In addition to the Cardoso, especially educational was a set with a piece by Johann Kuhnau (1660-1722) in the "old style" contrasted sharply with J.S. Bach's (1685-1750) Lobet den Herrn. The liveliness of the Bach was exhilarating with its greatly expanded vocal range.
Three Shakespeare Songs by Ralph Vaughan Williams (1872 -1958), the rich rippled soundscape of The Silver Swan by Orlando Gibbons (1583-1625); the lovely Now is the Month of Maying by Thomas Morley (1557/8-1602); and music by Henry Purcell demonstrated just how rich the English choral tradition really is.
The grand finale was four American pieces: I Got
Rhythm (Gershwin), Autumn Leaves (Kosma), And So It
Goes (Billy Joel) and Blue Moon (Rogers). The final bows
once again made me aware that the fellows in the group did edgier things in styling their hair than did the gals. It was a warm,
friendly, superb quality musical evening.

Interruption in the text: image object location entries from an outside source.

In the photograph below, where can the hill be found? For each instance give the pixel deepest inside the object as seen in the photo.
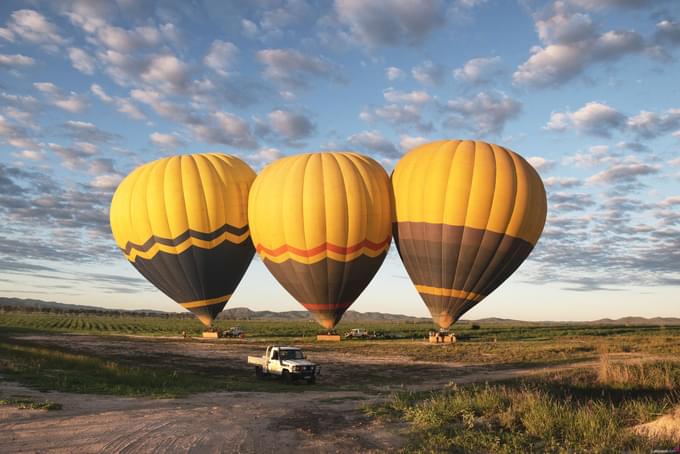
(243, 313)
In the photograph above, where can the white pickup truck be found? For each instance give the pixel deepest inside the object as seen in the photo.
(287, 362)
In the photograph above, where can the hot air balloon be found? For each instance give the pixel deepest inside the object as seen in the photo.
(182, 222)
(467, 214)
(322, 224)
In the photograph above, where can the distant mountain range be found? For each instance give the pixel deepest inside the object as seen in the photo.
(243, 313)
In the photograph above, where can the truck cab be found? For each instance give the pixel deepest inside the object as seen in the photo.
(287, 362)
(357, 333)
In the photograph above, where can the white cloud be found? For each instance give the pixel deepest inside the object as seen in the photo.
(165, 141)
(100, 93)
(72, 102)
(290, 125)
(16, 136)
(485, 113)
(571, 43)
(123, 105)
(221, 56)
(671, 201)
(15, 61)
(389, 22)
(596, 155)
(264, 156)
(594, 118)
(81, 60)
(624, 173)
(224, 128)
(47, 87)
(372, 140)
(397, 114)
(407, 142)
(601, 4)
(32, 155)
(393, 73)
(110, 181)
(651, 124)
(168, 71)
(428, 73)
(250, 28)
(127, 41)
(600, 119)
(291, 68)
(668, 31)
(478, 70)
(541, 164)
(33, 27)
(562, 182)
(412, 97)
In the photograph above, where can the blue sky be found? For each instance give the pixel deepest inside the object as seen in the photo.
(587, 89)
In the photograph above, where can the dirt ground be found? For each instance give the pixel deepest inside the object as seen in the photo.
(241, 422)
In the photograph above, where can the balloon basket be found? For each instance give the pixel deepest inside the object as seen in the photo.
(442, 337)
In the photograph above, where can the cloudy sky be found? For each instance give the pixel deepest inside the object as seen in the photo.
(587, 89)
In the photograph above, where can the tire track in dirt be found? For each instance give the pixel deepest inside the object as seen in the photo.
(241, 422)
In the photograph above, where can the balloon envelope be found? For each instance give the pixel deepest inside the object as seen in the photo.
(322, 224)
(182, 222)
(467, 214)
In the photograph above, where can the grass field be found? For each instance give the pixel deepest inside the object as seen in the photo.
(576, 410)
(487, 344)
(582, 411)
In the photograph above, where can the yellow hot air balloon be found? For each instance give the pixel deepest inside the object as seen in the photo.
(467, 214)
(322, 224)
(182, 222)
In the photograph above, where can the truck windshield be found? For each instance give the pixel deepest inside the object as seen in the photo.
(291, 354)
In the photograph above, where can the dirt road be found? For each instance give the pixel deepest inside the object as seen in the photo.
(239, 422)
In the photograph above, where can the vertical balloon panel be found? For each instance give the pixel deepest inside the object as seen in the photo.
(182, 222)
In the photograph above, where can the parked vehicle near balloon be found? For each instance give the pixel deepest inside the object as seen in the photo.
(467, 214)
(287, 362)
(182, 222)
(321, 222)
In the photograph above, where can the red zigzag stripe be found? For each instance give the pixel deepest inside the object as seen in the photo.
(323, 247)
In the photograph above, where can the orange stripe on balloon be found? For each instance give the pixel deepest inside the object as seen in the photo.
(323, 247)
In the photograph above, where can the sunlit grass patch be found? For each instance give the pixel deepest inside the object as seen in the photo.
(23, 403)
(571, 412)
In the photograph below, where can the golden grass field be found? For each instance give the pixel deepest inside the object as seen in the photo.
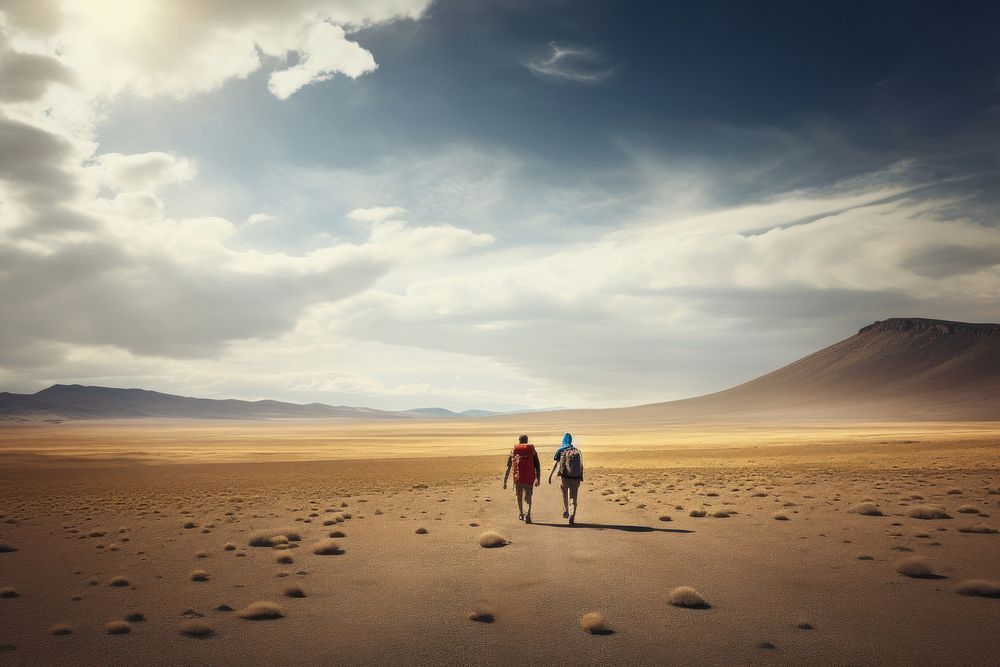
(157, 518)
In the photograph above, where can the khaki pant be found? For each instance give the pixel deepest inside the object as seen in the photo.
(570, 488)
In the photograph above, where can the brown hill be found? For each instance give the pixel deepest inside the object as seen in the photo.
(900, 369)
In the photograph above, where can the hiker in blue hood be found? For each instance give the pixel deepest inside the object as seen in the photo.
(569, 462)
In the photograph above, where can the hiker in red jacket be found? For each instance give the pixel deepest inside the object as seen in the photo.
(527, 472)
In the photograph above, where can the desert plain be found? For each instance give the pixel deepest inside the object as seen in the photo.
(150, 541)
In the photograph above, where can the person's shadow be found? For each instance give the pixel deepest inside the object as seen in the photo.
(612, 526)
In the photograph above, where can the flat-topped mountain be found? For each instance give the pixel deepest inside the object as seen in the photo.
(74, 401)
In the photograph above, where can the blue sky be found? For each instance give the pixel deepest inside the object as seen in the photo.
(495, 204)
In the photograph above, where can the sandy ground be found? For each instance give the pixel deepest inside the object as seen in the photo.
(86, 504)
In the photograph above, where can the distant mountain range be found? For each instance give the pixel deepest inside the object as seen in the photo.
(74, 401)
(897, 369)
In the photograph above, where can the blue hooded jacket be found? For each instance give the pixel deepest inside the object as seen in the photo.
(567, 444)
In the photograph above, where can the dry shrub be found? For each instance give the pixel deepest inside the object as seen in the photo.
(492, 539)
(915, 566)
(865, 509)
(685, 596)
(199, 629)
(259, 611)
(981, 528)
(928, 512)
(592, 622)
(117, 628)
(270, 538)
(979, 587)
(481, 614)
(327, 548)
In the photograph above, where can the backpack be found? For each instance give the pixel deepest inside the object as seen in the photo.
(571, 464)
(523, 463)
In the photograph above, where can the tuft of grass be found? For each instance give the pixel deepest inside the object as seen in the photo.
(195, 628)
(917, 567)
(260, 611)
(979, 588)
(271, 538)
(865, 509)
(685, 596)
(491, 540)
(327, 548)
(593, 623)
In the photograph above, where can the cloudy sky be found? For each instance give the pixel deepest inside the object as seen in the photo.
(405, 203)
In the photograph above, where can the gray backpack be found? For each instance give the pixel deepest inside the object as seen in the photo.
(571, 464)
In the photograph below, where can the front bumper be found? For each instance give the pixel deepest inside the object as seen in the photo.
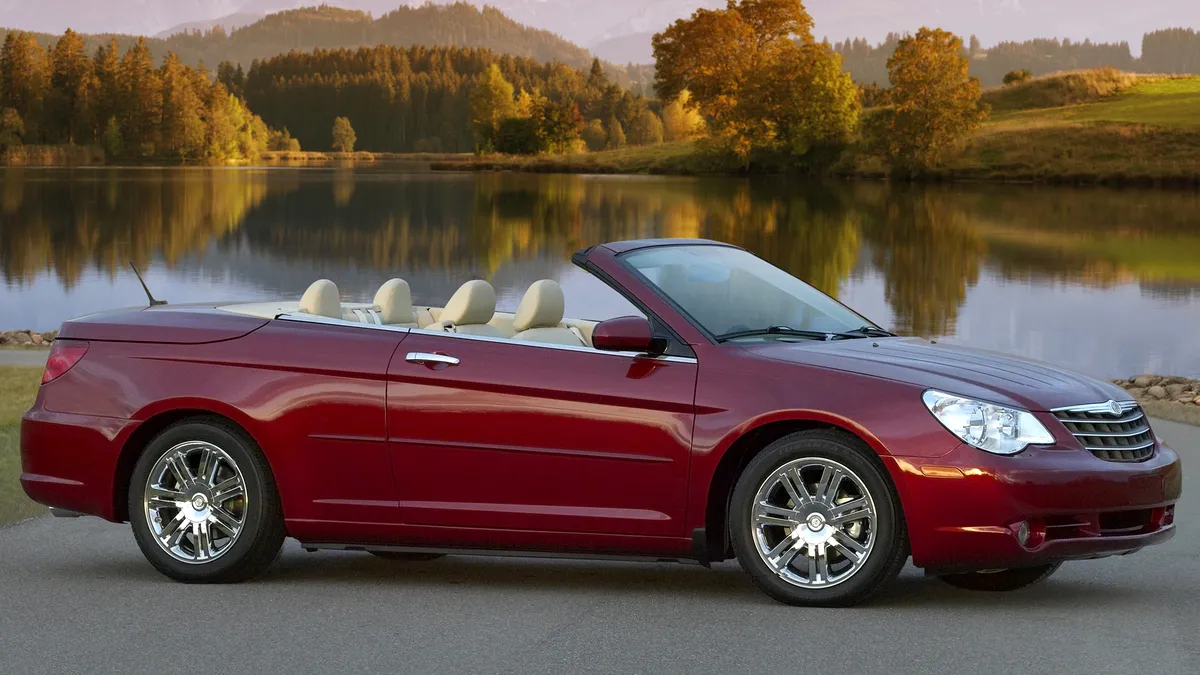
(965, 511)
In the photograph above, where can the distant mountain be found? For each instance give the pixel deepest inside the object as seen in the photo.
(229, 23)
(633, 48)
(138, 17)
(621, 29)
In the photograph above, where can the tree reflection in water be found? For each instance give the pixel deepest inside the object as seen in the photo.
(929, 244)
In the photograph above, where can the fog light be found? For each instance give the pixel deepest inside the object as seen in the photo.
(1023, 533)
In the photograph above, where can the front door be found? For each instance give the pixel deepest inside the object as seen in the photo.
(538, 437)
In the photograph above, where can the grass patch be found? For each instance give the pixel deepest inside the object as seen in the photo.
(1062, 89)
(1097, 126)
(682, 157)
(18, 387)
(1089, 127)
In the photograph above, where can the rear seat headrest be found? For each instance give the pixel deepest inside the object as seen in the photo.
(322, 299)
(395, 303)
(473, 304)
(543, 306)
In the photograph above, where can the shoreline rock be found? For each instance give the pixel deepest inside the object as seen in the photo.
(30, 339)
(1162, 389)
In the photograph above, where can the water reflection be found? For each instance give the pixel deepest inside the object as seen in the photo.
(939, 261)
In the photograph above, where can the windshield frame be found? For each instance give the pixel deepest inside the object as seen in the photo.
(622, 260)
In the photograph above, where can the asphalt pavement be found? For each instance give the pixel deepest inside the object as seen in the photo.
(76, 596)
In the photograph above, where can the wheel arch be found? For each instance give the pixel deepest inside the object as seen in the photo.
(154, 420)
(749, 443)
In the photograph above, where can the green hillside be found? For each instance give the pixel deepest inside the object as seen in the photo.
(1093, 126)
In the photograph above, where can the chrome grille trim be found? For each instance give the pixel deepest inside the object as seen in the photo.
(1105, 407)
(1139, 447)
(1113, 431)
(1134, 417)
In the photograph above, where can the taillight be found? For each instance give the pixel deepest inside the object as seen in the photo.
(64, 354)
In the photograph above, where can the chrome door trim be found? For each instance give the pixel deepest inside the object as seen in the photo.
(427, 358)
(315, 318)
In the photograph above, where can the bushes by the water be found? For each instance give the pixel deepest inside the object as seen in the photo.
(53, 155)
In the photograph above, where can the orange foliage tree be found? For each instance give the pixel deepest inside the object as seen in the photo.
(757, 77)
(935, 101)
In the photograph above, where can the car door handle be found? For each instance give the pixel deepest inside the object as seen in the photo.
(431, 359)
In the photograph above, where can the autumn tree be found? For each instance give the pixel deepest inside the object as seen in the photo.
(141, 88)
(935, 101)
(753, 70)
(108, 96)
(594, 136)
(646, 130)
(233, 78)
(183, 126)
(558, 124)
(616, 135)
(12, 129)
(72, 93)
(24, 78)
(343, 136)
(681, 119)
(491, 102)
(817, 103)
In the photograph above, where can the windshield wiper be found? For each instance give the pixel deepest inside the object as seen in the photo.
(868, 332)
(826, 335)
(784, 330)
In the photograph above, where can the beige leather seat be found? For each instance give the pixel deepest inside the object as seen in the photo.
(322, 299)
(539, 317)
(469, 310)
(394, 304)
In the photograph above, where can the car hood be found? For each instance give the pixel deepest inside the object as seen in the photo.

Bellissima's Hope Springs Eternal
November 3, 11 & 19, 2006 - various venues. Bellissima, the women's choral ensemble directed by Deborah Carr, presented a diverse program titled Hope Springs Eternal. The program got off to a rousing start with three sopranos and an alto singing Henry Purcell's Sound the Trumpet with the pure ethereal sound of high sopranos contrasted to the deeper alto sound. Music by familiar composers J.S. Bach, Franz Schubert and Francis Poulenc, and the less well known David Willcocks, Pablo Casals, Eleanor Daley, Joan Szymko, Charles Collins and Stephen Hatfield demonstrated how polished and coordinated the sound of these women has become. Kai Lin was at the organ and the instrumental additions of cello (Leslie Frittelli) and violin (Ray Pankarowicz) enhance the overall effect of the voices. Spoken introductions to the music by Ms. Carr were a nice addition.